Das Kooperationsbündnis „einfach BIM“ unter Federführung der WPW LEIPZIG GmbH und dem Helmholtz-Zentrum Dresden-Rossendorf e.V.  hat es sich zur Aufgabe gemacht, den Philosophiewandel in der Baubranche aktiv mitzugestalten. Ziel war, die durchgängige Digitalisierung des Planungs- und Bauprozesses mit Open BIM voranzutreiben.

Das Bündnis realisierte gemeinsam drei ganzheitlich gedachte Bauprojekte und möchte mit den Ergebnissen Aufklärungsarbeit leisten, um für die BIM-Methode zu begeistern. Arbeiten nach der BIM-Methode bedeutet immer, dass die Arbeitsabläufe sich grundlegend verändern. BIM soll mittel- bis langfristig als Planungsstandard in Deutschland etabliert werden. Das Team von „einfach BIM“ stellte sich den Herausforderungen dieser digitalen Transformation und entwickelte neue Workflows und Vorlagen für marktübliche Softwareanwendungen. Berücksichtigt wurden dabei Praxistauglichkeit, Effizienz und Wirtschaftlichkeit gleichermaßen.

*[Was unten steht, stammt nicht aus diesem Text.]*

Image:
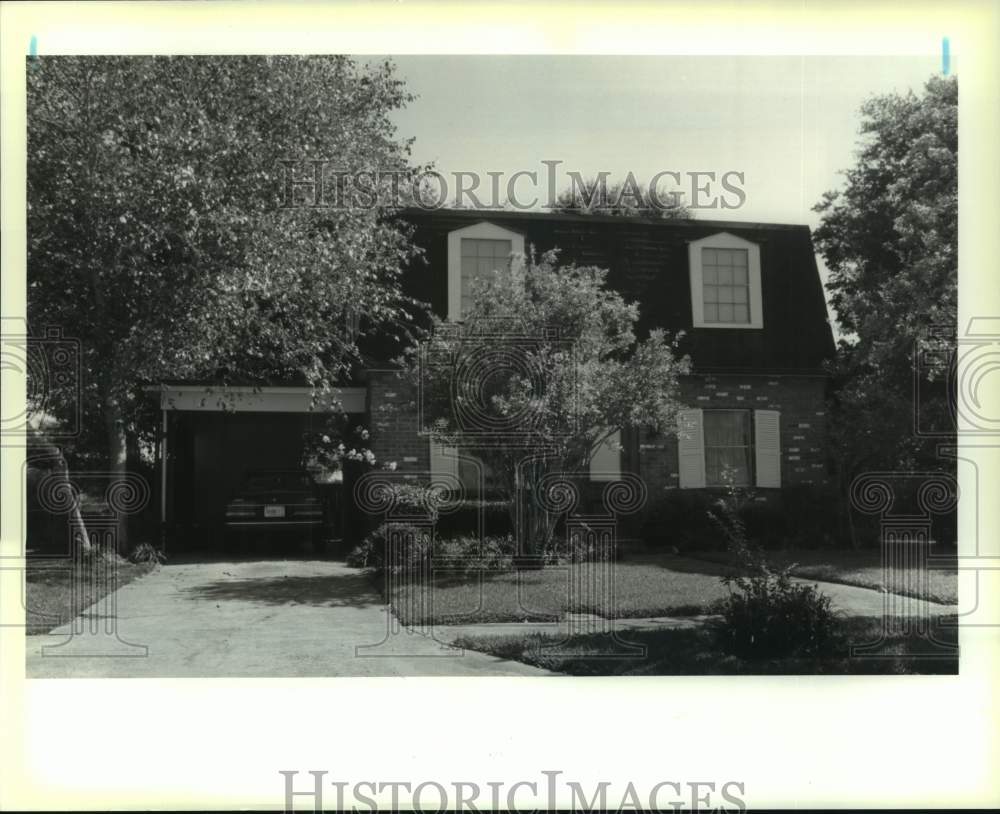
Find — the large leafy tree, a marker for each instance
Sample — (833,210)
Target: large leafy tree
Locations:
(160,235)
(545,367)
(889,238)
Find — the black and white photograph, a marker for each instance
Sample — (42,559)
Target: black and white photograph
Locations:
(564,366)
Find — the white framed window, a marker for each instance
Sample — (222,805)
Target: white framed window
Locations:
(725,282)
(606,459)
(728,448)
(474,252)
(743,444)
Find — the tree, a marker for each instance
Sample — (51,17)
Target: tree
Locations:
(159,234)
(889,239)
(623,198)
(545,367)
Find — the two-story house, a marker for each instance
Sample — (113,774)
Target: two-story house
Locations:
(748,297)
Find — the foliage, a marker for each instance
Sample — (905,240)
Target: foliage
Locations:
(470,553)
(146,553)
(548,364)
(414,547)
(805,517)
(626,198)
(766,614)
(159,238)
(462,554)
(889,239)
(464,519)
(575,547)
(340,442)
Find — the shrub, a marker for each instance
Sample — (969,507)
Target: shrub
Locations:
(464,519)
(805,516)
(146,553)
(680,518)
(769,616)
(414,548)
(766,614)
(577,548)
(470,553)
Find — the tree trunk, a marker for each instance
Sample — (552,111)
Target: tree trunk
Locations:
(117,463)
(78,537)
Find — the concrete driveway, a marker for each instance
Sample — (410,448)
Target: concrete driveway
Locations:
(260,619)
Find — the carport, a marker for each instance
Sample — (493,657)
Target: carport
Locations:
(213,435)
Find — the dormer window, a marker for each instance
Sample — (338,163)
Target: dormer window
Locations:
(480,258)
(475,252)
(725,282)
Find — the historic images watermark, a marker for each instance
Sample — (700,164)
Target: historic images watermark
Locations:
(549,792)
(324,184)
(49,364)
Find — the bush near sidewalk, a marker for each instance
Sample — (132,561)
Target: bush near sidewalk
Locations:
(697,651)
(51,599)
(766,615)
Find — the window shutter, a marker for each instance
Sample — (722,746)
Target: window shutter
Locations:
(606,461)
(444,460)
(767,446)
(690,449)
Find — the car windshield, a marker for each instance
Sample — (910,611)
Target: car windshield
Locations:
(277,481)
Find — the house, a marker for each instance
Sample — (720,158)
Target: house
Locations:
(748,297)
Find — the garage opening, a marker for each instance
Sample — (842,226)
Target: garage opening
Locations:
(225,450)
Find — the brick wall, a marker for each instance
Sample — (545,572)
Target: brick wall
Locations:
(393,410)
(799,399)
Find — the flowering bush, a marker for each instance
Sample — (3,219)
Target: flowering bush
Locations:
(339,444)
(766,614)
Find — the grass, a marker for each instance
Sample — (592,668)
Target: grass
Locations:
(642,588)
(862,568)
(50,600)
(697,652)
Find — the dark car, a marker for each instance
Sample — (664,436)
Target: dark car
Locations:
(276,503)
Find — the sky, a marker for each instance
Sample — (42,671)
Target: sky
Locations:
(789,124)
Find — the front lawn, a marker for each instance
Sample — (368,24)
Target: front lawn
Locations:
(696,652)
(642,588)
(50,599)
(862,568)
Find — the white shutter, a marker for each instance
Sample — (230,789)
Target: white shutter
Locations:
(444,460)
(767,447)
(690,449)
(606,460)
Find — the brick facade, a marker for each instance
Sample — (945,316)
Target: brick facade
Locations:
(393,409)
(799,399)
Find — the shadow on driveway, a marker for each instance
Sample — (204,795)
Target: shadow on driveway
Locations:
(326,590)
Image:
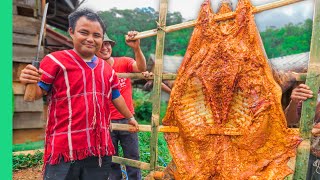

Durchgängiger Informationstransfer von der Planung bis zum Gebäudebetrieb

Eines der Projektziele mit der höchsten Relevanz bestand darin, sämtliche Projektinformationen – von der Planung über die Realisierung bis hin zum Gebäudebetrieb – mit so wenig Aufwand und Nachbearbeitung wie nur möglich vom BIM-Modell in die CAFM-Welt zu transferieren. „BIM ist ja eigentlich für den Gebäudebetrieb gedacht; dennoch gibt es sehr häufig keinen direkten Weg der Informationen von der Planung in das CAFM“, erklärt Dipl.-Ing. (BA) Julia Bock aus dem BIM Competence Team der WPW LEIPZIG GmbH. „Wir haben uns in unserem Konsortium „einfach BIM“ zusammengetan, um den BIM-Prozess tatsächlich von Anfang bis Ende zu denken und ihn so fit für die Praxis zu machen“, führt die Expertin weiter aus.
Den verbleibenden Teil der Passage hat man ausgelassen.